Good Ol’ Freda


Good Ol’ Freda brought out my inner fan girl. As an avid lover and listener of The Beatles, I can’t help but imagine what it would be like to be a part of their rise to international fame. This is the story that Freda Kelly describes as she recounts her job as The Beatles’ secretary, telling her story for the first time in 50 years.

Freda Kelly and Paul McCartney outside the Atlantic Hotel in Newquay, 1967, during filming of Magica

Kelly humbly begins the film asking the question, “Who would want to hear the secretary’s story?” Kelly charmed me right away with her gentle demeanor and endearing English accent. The film flows through the years of 1961 to 1972 as Kelly reminisces about seeing The Beatles for the first time to answering the thousand of fan mail letters she received everyday.

The film does not expose any exciting or revealing information, but is strung along through Kelly’s voiceover, recounting historical events while providing her own backstage view. As Kelly relays her story, archival photos and footage make there way across the screen.

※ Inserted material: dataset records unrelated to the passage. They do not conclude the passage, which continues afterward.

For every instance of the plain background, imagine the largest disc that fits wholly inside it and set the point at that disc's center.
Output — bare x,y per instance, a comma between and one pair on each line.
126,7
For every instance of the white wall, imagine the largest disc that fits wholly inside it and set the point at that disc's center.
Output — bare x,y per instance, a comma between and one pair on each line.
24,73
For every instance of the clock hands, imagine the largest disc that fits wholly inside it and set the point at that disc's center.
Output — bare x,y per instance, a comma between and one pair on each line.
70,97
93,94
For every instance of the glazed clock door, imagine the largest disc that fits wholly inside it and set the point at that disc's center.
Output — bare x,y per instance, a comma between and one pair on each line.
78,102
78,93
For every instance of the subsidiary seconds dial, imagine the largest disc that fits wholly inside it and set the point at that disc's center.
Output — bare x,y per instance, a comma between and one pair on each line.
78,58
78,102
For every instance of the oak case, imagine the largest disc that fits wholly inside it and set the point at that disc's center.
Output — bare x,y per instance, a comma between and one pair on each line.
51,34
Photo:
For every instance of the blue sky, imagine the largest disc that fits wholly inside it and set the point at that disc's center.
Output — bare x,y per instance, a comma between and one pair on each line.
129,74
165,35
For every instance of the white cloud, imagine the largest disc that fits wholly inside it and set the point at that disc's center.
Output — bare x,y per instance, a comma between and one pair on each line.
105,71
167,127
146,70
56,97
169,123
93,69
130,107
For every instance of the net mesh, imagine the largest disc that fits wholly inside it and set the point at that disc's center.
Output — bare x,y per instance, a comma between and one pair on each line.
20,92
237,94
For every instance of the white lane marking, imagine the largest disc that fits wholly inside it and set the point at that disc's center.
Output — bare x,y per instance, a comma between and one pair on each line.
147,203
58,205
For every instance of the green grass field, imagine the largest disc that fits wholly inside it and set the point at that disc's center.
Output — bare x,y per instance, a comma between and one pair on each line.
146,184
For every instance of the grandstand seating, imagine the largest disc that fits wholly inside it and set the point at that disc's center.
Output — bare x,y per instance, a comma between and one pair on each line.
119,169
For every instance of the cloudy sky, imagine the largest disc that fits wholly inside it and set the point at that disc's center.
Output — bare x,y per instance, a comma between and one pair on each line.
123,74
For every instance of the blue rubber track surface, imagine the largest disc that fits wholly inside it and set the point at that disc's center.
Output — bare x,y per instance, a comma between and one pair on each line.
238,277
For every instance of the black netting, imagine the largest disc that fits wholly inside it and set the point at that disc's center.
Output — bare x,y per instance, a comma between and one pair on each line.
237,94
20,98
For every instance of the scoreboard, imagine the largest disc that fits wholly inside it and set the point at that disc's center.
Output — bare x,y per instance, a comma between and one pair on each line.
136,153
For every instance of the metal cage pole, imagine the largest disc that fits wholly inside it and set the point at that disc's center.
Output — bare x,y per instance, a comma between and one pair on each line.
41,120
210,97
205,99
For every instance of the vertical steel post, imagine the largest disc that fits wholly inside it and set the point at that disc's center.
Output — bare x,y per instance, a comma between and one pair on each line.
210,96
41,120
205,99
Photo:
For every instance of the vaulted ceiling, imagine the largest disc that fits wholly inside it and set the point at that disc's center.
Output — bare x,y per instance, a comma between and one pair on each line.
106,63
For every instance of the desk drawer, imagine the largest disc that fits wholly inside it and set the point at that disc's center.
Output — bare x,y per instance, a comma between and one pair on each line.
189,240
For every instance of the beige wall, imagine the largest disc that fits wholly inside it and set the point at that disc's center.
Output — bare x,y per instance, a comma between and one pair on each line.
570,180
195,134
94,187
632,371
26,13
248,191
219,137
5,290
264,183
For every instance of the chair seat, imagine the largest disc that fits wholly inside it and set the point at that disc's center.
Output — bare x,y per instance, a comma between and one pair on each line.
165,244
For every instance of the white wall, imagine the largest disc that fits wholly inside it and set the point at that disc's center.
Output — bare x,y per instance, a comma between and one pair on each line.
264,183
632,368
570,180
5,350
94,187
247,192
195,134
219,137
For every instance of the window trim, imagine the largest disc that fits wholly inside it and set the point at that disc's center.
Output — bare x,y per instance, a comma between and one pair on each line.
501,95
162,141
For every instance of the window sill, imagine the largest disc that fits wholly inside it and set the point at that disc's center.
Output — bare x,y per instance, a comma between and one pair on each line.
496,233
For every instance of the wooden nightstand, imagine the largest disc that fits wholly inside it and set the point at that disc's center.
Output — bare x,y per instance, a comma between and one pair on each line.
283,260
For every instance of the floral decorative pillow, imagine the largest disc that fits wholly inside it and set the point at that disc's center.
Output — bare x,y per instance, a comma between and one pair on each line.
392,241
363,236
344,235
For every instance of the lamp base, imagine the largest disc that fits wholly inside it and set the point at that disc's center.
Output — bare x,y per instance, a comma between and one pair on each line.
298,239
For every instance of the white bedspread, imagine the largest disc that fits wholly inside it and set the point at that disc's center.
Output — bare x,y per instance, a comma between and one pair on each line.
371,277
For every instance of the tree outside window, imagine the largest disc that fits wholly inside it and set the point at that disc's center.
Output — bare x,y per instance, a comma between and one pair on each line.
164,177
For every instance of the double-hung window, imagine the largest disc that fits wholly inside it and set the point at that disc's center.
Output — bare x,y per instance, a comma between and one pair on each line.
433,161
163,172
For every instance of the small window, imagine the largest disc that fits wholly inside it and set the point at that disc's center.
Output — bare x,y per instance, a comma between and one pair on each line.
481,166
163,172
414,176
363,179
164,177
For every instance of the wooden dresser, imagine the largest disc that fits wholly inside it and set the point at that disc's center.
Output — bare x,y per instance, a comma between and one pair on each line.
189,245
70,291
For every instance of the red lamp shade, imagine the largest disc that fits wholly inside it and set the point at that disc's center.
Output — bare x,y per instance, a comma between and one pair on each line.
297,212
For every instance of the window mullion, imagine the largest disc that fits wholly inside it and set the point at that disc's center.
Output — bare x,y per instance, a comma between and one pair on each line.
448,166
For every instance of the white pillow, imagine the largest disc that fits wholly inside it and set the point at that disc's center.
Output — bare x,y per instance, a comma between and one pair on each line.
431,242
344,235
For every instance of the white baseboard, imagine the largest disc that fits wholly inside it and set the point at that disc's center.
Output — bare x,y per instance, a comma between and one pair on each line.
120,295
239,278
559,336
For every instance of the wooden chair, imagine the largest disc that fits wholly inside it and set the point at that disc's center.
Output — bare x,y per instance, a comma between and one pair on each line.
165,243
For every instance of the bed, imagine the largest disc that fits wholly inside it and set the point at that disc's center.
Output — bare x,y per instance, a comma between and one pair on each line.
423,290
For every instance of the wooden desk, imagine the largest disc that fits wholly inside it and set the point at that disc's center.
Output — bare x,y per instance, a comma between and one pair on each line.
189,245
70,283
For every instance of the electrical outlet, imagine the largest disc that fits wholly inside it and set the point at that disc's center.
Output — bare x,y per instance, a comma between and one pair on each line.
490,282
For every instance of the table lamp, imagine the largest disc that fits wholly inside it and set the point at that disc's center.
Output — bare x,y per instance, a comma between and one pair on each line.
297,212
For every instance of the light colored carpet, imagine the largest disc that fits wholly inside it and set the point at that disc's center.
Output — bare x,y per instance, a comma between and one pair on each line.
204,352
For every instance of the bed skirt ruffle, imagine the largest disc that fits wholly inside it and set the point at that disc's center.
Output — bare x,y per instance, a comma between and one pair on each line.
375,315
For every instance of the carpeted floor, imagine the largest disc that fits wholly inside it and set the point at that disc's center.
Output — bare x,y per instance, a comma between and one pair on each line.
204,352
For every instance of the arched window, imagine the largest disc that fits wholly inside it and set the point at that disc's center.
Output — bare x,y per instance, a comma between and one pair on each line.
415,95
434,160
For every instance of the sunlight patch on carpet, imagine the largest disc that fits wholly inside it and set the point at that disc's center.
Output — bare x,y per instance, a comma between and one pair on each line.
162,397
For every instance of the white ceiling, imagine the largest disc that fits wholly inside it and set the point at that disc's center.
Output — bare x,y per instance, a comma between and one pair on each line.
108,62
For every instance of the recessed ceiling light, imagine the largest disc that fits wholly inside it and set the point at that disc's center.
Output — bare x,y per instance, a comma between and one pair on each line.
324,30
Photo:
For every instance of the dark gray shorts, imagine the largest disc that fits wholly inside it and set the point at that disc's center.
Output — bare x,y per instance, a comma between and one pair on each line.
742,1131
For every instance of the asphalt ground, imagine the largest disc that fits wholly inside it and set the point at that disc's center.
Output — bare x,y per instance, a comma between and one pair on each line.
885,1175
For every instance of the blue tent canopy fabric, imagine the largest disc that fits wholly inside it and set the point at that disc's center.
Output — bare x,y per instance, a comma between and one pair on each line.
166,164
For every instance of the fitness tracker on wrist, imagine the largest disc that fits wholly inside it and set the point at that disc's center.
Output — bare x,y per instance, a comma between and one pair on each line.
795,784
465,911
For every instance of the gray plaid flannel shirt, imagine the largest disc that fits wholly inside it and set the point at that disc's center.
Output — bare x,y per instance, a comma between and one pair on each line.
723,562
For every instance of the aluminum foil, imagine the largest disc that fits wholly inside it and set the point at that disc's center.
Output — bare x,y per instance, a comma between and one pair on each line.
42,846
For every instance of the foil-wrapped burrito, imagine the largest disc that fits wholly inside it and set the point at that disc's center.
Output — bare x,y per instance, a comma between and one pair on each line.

Demonstrating a simple structure, the film goes through Beatles’ history year by year intertwining Beatles music, archival footage and talking heads of Kelly in the present. I enjoyed the black and white photos as they seemed to create a flipbook that placed me back in time. The filmmakers’ effort can be seen as much of the pictures directly correlated to the story being told.


I also thought it was effective to place Kelly in some of the landmarks of her past. For example, as Kelly recounts her daily visits to see Ringo’s mother for tea, Kelly walked down the street of the former residence. While Good Ol’ Freda takes a laidback approach to an expository documentary, I found it interesting to watch and even choked up as Beatlemania came to a close.

Kelly’s spirit and loyalty shine throughout the documentary and it was truly wonderful to learn about her life. Kelly agreed to participate in the documentary after all these years as a tribute to her children. After her son Timothy passed away without learning of her past, Kelly utilized this documentary as a way to share her contribution to music and culture with her grandson. She explains, “I would like him to be proud of me and see how exciting my life was in the 60s and the fun I had.” And I’m sure he will be.